To most of us the data, and even the resulting analysis, are difficult to understand in real terms. The statistical analysis, while necessary to demonstrate the strength of evidence in favor of a hypothesis, also uses terms and tools that are challenging to patients, investors and the general public.
One of the most important values that can be assigned to findings by the process of statistical analysis is the p-value, or ‘probability’ value.
The p-value is a number between 0.00 and 1.0, and is used to demonstrate the strength of a conclusion drawn from clinical trial data. It enables analysts to assign a widely accepted numerical value to the strength of a statement or hypothesis. Essentially the p-value measures consistency between the results actually obtained in the trial and the “pure chance” explanation for those results.

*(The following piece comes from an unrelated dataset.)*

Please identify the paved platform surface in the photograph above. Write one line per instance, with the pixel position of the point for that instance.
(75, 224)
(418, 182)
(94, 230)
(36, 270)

To illustrate a clinical trial structure very simply; a question in regards to a treatment may be “does x work as a treatment for y?”. From this, both affirmative and negative hypothesis would be posed as answers, ‘no x does not work’ and ‘yes x does work’. A clinical trial would then be run and data generated and collated. Each hypothesis would be tested against this data set; this demonstration uses statistical analysis and is expressed in terms of probability using a p-value, which communicates the strength of a finding present in the data set.
For example in our Phase III interim trial results for erythropoietic protoporphyria (EPP), released in January this year we announced:
The maximum severity of phototoxic reactions was significantly reduced by afamelanotide treatment compared with placebo (p<0.001)
What this means is that there is very little chance (less than 0.1%, or 1 chance in 1000) of the same reduction in severity of phototoxic reactions occurring by chance. This makes our finding, and this statement of strong statistical significance.
A statement and corresponding p-value are considered of strong significance if the probability of the same reaction occurring randomly or by chance is less than 5%, corresponding to a p-value of p<0.05
While complex and confusing, especially when viewed within results and company announcements, p-values give a valuable indication of the strength of a statement drawn from clinical trial data. Once understood, p-values are an excellent tool for quickly ascertaining the significance of a statement made about treatment safety and efficacy.